Election irony of the day

As I was combing through the City Council candidates’ filed paperwork, I came across something particularly ironic.

Jon Grant’s F-1 financial disclosure is amusing.

The former Tenants Union head is a homeowner.  And a landlord (he rents out a room in his house).  And as of the beginning of December when he filed the paperwork, his mortgage was held by Wells Fargo Bank.

Given his op-ed this morning arguing that the city should divest from Wells Fargo, I sincerely hope he’s taken the step of divesting himself (and if he has, he should update his F-1 filing).

None of this suggests Grant is actually doing anything wrong, of course. It’s just not at all what I expected.


  1. Mortgages are frequently resold by the original lender to a servicing bank. Two of mine ended up with Chase, though I had not used them as a lender either time. You can’t control that, short of spending a fair bit of money refinancing and hoping it gets sold elsewhere next time.

    So it is likely that Grant is not a voluntary “customer” of Wells Fargo.

    1. That’s true, but as such it points out the problem with blanket calls for divestment like Grant’s.

      1. The city’s situation is different as they have a contract specifically with Wells Fargo to provide services.

        I would agree with Maarten: if an individual owes a debt and Wells Fargo has purchased that debt and has the right to collect payments, this is not something the individual can control and does not mean the individual is invested in Wells Fargo or could disinvest.

        1. Mortgages get re-financed to other financial institutions all the time, including to financial institutions with written policies that they will not sell your loan. Yes, there is a cost to that, but there is also going to be a substantial cost to the City of Seattle, both logistical and monetary, to move all of its banking services to another institution.

      2. It’s not a “blanket call for divestment.” As a result of Wells-Fargo’s capital support for the Dakota pipeline—as well as well publicized sleazy business practices—many people are suggesting that the City of Seattle withdraw its substantial deposits from that bank.

        Where you put your money is a voluntary decision; who holds your mortgage is not. The City of Seattle could easily stash its cash in (insured) credit union accounts. What’s “the problem”?

        1. Actually, who holds your mortgage is, at least in part, under your control. There are banks and credit unions that have written policies that they will not sell your mortgage.

          Under state law, the City of Seattle cannot use credit union accounts. The list of banks they can use is actually very restrictive.

          And to be clear, I’m not criticizing in any way the call to divest from Wells Fargo; I support it. I’m pointing out the irony that Grant not only is calling for the city to divest but also participated in a protest outside a Wells Fargo branch office where individuals went in and closed their own accounts too — all mentioned in his op-ed yesterday — but hasn’t personally divested.

          1. Rare is the borrower who knows the fine print regarding the portability of their loan documents. Let alone would think to negotiate a “no sales” clause. Most lenders explicitly reserve the right to sell to someone else.

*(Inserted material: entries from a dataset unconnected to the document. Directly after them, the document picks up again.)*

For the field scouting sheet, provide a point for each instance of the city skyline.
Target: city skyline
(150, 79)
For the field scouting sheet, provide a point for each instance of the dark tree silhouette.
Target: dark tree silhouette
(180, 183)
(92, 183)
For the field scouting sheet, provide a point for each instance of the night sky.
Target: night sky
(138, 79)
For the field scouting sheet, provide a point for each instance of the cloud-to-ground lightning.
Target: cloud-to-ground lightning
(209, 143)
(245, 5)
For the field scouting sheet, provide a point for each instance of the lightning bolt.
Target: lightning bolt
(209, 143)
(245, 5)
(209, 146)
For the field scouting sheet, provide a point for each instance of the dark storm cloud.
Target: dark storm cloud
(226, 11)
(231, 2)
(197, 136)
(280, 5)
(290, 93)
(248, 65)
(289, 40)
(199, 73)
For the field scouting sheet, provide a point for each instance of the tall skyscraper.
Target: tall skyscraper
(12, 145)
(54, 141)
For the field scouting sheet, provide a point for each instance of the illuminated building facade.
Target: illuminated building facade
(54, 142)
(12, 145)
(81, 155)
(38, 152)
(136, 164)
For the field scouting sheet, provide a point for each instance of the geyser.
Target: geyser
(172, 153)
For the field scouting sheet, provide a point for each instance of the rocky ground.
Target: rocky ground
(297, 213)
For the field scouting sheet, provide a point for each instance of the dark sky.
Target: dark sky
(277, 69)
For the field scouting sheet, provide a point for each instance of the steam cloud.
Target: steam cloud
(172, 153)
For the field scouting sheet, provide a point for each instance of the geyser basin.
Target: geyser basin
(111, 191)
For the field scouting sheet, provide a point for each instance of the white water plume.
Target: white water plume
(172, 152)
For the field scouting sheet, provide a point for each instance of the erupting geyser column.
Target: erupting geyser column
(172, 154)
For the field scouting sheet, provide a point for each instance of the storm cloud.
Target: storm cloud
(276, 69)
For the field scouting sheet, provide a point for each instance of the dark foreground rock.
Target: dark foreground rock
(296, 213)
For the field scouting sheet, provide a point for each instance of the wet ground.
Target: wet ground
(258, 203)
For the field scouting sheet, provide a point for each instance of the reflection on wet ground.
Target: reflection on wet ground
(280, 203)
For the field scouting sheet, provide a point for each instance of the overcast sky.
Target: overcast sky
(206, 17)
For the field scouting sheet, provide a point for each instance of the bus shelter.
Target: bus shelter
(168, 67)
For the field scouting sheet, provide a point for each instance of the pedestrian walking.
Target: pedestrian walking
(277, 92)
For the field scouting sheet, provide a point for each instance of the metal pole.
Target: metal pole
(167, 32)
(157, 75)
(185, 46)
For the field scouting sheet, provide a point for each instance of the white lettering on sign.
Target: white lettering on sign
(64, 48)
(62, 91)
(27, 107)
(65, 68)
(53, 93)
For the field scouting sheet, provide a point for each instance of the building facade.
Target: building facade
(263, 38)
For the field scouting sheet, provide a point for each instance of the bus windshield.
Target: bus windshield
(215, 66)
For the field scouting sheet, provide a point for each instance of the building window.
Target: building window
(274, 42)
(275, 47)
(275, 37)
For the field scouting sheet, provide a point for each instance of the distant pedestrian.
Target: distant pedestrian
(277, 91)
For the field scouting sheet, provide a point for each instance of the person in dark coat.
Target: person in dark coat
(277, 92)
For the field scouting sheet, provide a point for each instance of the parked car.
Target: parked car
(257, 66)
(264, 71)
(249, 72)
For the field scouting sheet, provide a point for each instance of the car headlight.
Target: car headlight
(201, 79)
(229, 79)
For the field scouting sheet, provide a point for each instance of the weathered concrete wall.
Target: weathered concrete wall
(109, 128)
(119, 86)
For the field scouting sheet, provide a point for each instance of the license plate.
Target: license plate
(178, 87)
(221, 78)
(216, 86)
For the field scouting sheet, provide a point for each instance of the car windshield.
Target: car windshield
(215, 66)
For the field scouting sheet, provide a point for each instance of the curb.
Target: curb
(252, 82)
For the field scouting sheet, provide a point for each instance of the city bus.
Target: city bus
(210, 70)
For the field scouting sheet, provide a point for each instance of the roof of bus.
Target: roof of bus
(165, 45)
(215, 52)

            I did not know that about state law restriction. IMO that law should be changed over the squealing of the bank lobbyists.

  2. Under this definition, the only way he could “divest” is to pay a big lump sum of money to Wells Fargo after having acquired financing somewhere else. That is still not sounding like the usual definition of divestment to me. But that’s OK if we have different ideas about what the word means.

    Or maybe he could best “divest” by simply not making any more mortgage payments? In fact the info on his financial disclosure form does not rule out him already having divested in this way.

    1. That’s just word games. The city’s banking services don’t count as “divesting” either, since in the true sense of the word divesting is about no longer being invested there, as in securities. In all these cases, we’re talking about an individual or the city ceasing to do business with Wells Fargo in ways that the bank makes money from, whether it’s a mortgage, an individual bank account, municipal banking services, or managing the issuance of bonds on behalf of the city.